Robustness is a desirable property in a neural network. Informally, robustness can be described as ‘resilience to perturbations in the input’. Said differently, a neural network is robust if small changes to the input produce small or no changes to the output. In particular, if the network is a classifier, robustness means that inputs close to each other should be assigned the same class by the network.

This project implements convex optimization based methods for robustness verification of neural networks. Given a trained neural network and an input, we use an optimization based approach to determine if the network is robust at the input point. Currently only a Linear Programming based approach is supported for ReLU as well as Idenditity activated feed-forward neural networks. Future work will include a Semidefinite Programming based approach for fully connected as well as convolutional neural networks.

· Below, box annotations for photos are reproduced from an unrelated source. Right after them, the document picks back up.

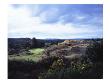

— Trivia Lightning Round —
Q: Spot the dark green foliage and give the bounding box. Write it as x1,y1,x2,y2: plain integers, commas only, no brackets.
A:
8,39,103,79
86,40,103,62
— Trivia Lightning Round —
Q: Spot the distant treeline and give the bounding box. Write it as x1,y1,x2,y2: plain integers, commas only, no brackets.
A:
8,38,64,55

For a detailed treatment of the mathematical background, check out this blog post. Here is a small example on how to use verifiNN.


pip install verifiNN
import numpy as np

from import Network
from verifiNN.verifier import LPVerifier

Here we generate a toy network for our example. In reality, this network would be given to us.

# Defining a network
W1 = np.array([[1, 0],
              [0, 1]])
b1 = np.array([1, 1])
W2 = np.array([[0, 1],
              [1, 0]])
b2 = np.array([2, 2])

weights = [W1, W2]
biases = [b1, b2]
network = Network(weights, biases, activation='ReLU', labeler='argmax')

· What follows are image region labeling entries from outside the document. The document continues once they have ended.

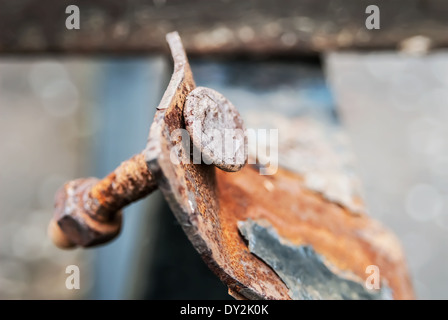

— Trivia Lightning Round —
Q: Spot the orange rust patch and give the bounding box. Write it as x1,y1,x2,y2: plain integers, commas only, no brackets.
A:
216,166,414,299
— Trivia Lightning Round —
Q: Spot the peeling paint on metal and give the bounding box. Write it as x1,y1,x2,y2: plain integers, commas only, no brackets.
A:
238,219,392,300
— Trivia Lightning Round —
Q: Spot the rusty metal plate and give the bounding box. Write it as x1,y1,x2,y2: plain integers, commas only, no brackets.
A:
145,33,413,299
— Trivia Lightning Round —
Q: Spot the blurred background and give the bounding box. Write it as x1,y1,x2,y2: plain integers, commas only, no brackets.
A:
0,0,448,299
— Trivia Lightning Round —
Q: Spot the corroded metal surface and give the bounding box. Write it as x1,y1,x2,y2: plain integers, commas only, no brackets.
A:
184,87,247,172
238,219,391,300
0,0,448,55
145,33,413,299
48,154,157,248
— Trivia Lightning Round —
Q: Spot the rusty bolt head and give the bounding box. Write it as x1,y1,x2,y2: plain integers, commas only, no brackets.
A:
49,178,121,248
184,87,247,172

Next, we note the class label that the network assigns to a reference input x_0.

x_0 = np.array([1, 2])
l_0 = network.classify(x_0)  # class 0
assert l_0 == 0

Then, we compute the pointwise robustness (i.e. the distance to the nearest adversarial example within an $\epsilon-$Ball around the reference point.

epsilon = 1.5

vf = LPVerifier()
result = vf.compute_pointwise_robustness(network, x_0, epsilon)
assert result['verification_status'] == 'verified'
assert result['robustness_status'] == 'not_robust'

verifiNN was able to verify that the above nework is NOT robust at x_0. This is because an adversarial example was found within the $\epsilon-$Ball around x_0 (as shown below).

rho = np.round(result['pointwise_robustness'], decimals=5)
assert rho == 0.5  # distanc to nearest adverarial example

x_hat = result['adversarial_example']
assert np.round(x_hat[0], decimals=5) == 1.5
assert np.round(x_hat[1], decimals=5) == 1.5

assert network.classify(x_hat) == 1  # class 1

The adversarial example (1.5, 1.5) lies inside (actually, on the boundary of) the $\epsilon-$Ball around x_0. Yet, as expected, the network assigns the class label 1 to x_hat.

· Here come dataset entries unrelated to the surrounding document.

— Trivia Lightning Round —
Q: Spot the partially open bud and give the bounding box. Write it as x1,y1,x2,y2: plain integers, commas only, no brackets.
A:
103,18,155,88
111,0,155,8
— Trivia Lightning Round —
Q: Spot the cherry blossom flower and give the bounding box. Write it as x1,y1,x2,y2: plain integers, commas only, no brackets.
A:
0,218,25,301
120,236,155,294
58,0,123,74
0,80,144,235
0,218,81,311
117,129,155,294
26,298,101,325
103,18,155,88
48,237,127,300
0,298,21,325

Caution: verifiNN currently suffers from a limitation - if an adversarial example is found, then clearly the network is not robust. However, the converse is not true. In other words, if no adversarial example was found (i.e. the underlyin optimization problem was infeasible) we cannot conclude that the network is robust. This limitation comes from the affine appoximation of the ReLU function in the current lineaer programming based approach. Alternative appraoches (to be implemented in the future) do not suffer from this limitation.